I buy "some technical objects" which have 2 circuit boards, 1 plugged into the 2nd. The 2nd board is bigger and surrounds the 1st, its a weird board that is basically an adapter to make the 1st compatible with servers and is entirely useless to me (can't even seem to sell them).
I unplug the 1st board, remove some model numbers (you brand your merchandise, I unbrand mine) and sell boards these to laptop users (with which they are fully compatible and working after the modifications).
Additionally, the single board shares a model number with the assembly of 2 boards... However one of the modifications I do consists of changing the "firmware" of the board which changes the actual hardware IDs as they show in the system. So I don't sell them based that model number but rather one I have chosen, in fact one from a different product line (though not a different manufacturer of course).
Also additionally, my merchandise is originally branded as 1 company, similar to Dell, and I market entirely to other laptop brands which are somewhat more rare and high end.
I know what you're thinking, it sounds like I'm admitting to being a complete scammer, but the merchandise is NOT fa ked. The HARDWARE is the same at the very base level, so when all's said and done it functions exactly the same as "the real thing". There is actually no way I know of to determine that they were anything other than the real thing.
You can't really fa ke computer parts if they work. But this is somewhat beside my point.
For all these reasons, I think my case is an exception. I buy and sell them on the same ebay account in large quantities.
The type of people who buy my items are EXTREMELY concerned with compatibility and (should) resort to visuals.

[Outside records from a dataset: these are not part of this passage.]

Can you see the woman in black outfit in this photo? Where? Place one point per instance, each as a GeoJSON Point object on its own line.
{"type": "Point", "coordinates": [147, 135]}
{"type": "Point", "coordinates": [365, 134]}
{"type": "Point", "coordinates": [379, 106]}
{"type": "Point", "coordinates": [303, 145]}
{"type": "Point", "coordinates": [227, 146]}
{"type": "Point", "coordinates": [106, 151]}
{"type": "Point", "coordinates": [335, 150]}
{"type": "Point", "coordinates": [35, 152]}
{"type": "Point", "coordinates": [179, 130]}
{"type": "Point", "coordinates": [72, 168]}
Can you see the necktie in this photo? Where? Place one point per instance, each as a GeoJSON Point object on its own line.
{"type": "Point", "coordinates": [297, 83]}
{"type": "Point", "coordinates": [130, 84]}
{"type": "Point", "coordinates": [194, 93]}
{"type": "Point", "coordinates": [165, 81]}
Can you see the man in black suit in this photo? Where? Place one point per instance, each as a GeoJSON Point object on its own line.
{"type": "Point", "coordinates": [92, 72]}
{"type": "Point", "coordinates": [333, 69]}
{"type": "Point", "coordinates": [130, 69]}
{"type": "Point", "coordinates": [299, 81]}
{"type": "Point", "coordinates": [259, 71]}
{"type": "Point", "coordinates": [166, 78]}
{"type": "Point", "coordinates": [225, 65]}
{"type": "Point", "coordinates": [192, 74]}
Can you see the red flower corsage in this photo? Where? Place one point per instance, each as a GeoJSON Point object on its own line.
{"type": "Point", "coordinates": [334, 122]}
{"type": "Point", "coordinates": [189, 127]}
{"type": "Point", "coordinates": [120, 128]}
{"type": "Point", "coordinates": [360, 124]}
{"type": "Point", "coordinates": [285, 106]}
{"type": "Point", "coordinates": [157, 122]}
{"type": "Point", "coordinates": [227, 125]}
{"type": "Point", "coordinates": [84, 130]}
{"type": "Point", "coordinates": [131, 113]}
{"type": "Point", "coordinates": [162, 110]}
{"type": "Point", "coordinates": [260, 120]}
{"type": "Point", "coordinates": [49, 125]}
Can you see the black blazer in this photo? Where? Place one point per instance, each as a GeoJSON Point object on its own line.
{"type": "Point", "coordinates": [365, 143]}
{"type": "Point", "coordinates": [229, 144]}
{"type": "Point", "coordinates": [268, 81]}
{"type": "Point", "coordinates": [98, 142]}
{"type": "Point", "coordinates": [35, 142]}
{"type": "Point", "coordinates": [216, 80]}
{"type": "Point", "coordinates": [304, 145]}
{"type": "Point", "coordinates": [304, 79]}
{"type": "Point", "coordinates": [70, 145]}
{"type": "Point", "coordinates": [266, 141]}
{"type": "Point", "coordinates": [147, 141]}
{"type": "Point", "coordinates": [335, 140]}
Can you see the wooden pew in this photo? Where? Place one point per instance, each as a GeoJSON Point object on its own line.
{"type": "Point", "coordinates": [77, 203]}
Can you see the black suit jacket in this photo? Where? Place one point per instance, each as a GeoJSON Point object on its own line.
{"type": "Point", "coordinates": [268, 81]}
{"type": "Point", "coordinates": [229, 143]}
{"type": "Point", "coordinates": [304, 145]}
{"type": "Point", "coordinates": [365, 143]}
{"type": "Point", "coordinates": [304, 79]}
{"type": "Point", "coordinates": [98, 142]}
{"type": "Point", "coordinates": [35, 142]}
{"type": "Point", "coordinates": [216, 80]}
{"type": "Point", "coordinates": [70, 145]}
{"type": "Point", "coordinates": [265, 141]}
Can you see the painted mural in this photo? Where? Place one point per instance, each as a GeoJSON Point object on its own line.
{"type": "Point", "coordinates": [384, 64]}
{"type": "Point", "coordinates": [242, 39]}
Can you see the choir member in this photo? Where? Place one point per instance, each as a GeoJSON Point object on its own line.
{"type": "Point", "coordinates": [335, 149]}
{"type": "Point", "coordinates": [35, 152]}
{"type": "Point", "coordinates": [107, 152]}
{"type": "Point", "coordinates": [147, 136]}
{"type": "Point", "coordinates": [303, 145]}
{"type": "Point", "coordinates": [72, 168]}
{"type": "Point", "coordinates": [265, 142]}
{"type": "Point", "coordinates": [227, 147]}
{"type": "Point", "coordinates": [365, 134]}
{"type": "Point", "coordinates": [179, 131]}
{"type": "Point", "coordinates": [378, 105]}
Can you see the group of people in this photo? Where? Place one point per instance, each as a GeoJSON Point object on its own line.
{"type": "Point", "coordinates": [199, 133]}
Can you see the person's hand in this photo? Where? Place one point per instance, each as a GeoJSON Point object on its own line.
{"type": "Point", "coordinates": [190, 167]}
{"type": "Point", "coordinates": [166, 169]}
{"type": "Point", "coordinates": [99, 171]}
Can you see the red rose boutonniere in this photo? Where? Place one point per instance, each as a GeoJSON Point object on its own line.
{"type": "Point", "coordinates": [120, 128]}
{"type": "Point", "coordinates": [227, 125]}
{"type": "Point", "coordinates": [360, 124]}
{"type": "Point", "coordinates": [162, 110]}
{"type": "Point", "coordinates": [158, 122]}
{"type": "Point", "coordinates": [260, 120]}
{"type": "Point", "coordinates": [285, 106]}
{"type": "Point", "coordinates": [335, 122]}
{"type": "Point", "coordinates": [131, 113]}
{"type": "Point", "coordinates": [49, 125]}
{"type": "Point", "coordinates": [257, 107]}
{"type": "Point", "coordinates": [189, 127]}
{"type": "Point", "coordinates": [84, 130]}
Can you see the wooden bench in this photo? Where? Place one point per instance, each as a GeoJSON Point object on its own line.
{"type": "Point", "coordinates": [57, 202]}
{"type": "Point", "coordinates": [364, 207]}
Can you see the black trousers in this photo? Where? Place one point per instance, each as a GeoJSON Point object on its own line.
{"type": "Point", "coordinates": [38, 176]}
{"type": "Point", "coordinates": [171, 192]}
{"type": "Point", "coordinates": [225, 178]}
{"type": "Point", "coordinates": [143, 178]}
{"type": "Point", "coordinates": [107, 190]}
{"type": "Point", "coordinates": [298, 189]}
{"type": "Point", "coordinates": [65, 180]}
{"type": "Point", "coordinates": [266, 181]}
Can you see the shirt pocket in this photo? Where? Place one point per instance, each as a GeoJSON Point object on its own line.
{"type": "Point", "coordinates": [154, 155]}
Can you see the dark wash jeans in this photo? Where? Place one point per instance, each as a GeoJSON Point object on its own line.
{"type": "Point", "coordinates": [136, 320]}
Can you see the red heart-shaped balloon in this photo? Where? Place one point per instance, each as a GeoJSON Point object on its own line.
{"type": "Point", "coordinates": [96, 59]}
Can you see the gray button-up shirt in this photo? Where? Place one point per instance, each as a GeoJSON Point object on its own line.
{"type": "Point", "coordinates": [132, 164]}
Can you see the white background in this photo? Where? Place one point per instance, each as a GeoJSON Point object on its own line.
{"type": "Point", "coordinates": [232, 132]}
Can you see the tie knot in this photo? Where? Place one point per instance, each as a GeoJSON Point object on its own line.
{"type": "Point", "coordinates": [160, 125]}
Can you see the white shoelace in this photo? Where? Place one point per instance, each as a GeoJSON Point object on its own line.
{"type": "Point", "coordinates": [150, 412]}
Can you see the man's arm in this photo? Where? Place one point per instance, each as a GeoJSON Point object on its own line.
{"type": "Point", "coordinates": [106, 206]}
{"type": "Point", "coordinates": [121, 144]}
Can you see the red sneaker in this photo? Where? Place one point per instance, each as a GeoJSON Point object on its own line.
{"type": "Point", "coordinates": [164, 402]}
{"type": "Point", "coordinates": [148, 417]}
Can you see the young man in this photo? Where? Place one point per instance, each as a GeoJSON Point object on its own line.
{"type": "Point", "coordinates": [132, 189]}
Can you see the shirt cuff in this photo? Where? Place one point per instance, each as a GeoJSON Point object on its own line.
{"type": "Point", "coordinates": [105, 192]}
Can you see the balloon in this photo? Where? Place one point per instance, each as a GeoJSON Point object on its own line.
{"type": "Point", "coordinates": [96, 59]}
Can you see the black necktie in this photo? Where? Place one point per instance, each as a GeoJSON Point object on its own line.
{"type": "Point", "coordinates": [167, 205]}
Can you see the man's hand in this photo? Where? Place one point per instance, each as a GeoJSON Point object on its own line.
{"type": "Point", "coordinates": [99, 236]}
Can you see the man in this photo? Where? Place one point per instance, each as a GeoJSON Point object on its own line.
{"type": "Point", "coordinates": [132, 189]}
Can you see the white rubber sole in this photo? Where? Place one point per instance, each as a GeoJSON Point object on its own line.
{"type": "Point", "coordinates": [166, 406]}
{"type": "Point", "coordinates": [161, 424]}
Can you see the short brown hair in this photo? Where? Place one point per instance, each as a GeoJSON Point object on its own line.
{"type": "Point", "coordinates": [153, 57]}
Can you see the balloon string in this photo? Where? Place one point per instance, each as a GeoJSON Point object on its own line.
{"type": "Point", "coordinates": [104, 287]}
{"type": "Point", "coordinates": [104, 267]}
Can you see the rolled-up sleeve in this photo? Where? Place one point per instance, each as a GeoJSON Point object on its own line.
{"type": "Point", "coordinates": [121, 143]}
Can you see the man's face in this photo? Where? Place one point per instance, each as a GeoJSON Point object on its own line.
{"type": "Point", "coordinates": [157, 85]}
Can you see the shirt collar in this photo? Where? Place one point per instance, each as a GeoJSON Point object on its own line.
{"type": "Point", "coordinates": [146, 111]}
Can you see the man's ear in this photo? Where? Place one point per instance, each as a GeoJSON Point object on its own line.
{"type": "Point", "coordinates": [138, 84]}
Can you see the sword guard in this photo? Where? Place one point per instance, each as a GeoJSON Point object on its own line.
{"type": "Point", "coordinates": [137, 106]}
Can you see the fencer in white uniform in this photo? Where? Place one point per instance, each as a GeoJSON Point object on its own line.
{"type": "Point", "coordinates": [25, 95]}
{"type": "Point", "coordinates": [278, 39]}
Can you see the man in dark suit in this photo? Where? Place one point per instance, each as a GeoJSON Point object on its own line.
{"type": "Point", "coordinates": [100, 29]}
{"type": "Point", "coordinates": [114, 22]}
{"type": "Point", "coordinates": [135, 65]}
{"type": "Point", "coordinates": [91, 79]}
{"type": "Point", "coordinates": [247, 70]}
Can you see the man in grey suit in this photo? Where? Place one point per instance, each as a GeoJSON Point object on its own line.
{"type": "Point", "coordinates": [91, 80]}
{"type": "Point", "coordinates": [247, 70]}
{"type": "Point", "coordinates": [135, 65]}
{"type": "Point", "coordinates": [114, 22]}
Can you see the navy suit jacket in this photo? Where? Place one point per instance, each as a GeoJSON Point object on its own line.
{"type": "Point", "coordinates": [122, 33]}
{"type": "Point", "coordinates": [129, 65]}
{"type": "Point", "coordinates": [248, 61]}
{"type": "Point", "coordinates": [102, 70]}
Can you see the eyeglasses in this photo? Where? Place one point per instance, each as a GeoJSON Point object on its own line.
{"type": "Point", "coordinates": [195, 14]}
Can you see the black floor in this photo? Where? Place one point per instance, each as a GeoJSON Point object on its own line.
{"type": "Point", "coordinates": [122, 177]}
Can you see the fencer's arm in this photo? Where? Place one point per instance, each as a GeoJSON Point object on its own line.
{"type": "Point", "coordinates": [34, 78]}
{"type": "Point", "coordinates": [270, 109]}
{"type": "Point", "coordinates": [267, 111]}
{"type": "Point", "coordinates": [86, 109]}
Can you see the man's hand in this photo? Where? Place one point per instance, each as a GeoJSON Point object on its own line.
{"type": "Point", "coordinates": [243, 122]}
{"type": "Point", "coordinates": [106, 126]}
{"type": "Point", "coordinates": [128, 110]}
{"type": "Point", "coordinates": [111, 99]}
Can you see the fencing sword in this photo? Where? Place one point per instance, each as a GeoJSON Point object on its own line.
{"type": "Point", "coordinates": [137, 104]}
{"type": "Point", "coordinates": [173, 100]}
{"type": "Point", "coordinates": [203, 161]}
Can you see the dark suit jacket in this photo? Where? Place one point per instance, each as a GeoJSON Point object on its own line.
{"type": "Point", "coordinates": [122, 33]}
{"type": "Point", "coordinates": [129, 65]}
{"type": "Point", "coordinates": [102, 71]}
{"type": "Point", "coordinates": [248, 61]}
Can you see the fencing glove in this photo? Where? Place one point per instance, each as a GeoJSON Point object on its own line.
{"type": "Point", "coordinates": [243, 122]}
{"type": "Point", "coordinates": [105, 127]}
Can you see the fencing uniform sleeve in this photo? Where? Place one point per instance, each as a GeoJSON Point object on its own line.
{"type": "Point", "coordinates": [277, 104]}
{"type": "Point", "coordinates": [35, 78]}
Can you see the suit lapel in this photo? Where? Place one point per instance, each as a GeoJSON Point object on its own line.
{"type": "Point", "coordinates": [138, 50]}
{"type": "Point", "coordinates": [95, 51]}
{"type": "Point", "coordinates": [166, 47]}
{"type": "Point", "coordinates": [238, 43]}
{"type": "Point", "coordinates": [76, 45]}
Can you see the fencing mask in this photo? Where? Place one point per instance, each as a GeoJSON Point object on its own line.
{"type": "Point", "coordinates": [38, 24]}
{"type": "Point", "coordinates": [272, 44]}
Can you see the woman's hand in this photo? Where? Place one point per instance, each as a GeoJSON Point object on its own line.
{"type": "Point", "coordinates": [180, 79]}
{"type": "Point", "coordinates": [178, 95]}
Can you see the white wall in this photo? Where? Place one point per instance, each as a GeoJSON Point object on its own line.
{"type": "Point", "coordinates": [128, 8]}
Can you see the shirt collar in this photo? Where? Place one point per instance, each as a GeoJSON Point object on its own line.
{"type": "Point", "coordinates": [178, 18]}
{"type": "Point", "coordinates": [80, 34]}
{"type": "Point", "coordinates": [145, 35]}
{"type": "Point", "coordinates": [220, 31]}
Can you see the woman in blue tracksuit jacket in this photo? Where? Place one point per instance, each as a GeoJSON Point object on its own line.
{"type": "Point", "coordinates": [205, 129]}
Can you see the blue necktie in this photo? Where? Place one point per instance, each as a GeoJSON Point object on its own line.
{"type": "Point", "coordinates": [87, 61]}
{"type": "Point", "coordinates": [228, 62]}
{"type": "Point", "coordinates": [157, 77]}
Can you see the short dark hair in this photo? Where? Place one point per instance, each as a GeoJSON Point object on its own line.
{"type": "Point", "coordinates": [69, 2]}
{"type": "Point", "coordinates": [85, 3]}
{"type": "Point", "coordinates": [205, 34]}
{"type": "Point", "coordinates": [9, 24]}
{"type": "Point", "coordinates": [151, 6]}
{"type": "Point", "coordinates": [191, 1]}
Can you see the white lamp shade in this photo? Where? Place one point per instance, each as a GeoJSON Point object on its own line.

The items as they are originally listed do not show the 1st circuit board or slot it fits in and do not have any of laptop brands I sell to or any of the compatibility information in the listing.
So, to make this seem like less of a threadjack, what I'm saying is you could always do something else to the T shirts to make it not so obvious that you were reselling the chinese sellers items, such as dying them or cutting long sleeved shirts to make short sleeved ones.